Earlier this year, our friend Lars Schmidt wrote about the notion of culture fit in Forbes:
"Companies are beginning to drop the idea of culture fit altogether. As more companies shift their recruiting focus towards intentional diversity and inclusion efforts, they’re reframing their thinking to how diverse candidates can add to their culture – not fit into it."
And that’s the rub—diversity and inclusion don’t always pair with fit. Especially when we’re trying to keep up with the Joneses. There’s only one Google, one Netflix, one Container Store. Candidates may have the skills for a job, but can they stay and grow in the organizational culture that exists? (<-- Click to tweet!)

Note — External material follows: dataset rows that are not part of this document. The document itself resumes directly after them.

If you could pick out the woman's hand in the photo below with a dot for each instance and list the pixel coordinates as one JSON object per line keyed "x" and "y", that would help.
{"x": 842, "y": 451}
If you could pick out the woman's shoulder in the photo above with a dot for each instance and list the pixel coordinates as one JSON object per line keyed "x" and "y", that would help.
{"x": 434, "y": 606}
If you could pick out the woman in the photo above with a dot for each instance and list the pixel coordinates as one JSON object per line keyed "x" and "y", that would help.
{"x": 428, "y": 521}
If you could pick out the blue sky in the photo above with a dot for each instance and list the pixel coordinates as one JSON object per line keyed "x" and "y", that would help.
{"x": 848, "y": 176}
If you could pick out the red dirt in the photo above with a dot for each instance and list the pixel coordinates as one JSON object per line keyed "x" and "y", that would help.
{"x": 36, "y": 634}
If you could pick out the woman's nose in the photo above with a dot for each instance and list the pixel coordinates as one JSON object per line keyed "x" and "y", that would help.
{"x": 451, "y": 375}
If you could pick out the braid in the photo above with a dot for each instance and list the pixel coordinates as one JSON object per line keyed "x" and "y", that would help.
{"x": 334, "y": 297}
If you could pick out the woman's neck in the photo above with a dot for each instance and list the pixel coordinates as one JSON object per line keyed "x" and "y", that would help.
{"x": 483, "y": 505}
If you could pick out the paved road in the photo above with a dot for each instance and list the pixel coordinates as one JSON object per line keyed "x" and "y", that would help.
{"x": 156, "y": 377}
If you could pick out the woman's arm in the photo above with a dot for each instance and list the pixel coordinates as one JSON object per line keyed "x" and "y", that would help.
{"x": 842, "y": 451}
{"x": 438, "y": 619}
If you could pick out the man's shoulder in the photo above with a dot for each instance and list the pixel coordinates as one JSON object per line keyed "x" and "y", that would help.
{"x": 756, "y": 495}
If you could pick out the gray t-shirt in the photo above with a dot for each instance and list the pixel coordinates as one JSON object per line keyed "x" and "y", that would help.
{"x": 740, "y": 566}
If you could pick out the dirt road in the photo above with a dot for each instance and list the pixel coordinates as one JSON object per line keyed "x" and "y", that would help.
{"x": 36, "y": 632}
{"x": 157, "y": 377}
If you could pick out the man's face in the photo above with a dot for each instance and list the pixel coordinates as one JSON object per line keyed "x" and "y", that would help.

At its core, culture is about the way we behave. And every organization has a set of behaviors that drive, culturally, how work gets done. You may admire or appreciate your employer, but the way work gets done isn’t comfortable for you.
As my team will tell you, I’m an open book. I try to be transparent, clear and upfront. I don’t like pretenses, back door conversations or passive aggression. I’m comfortable with and embrace conflict and love the passionate exchange of ideas. These behavioral tendencies are aside from my skills or ability to do my job.
Yet, I once worked in an organization where conflict was avoided and every deal was done behind the scenes or before the actual meeting. I remember colleagues being shocked when I got into heavy, yet respectful debate with my boss one afternoon. We both appreciated the exchange and it bettered our relationship (and the project). Others were horrified by it.
This is culture. While I admired the organization and my colleagues, and I performed well, it wasn’t comfortable to me. Ultimately, I knew I couldn’t thrive there without disrupting a well-embedded and tested culture for them.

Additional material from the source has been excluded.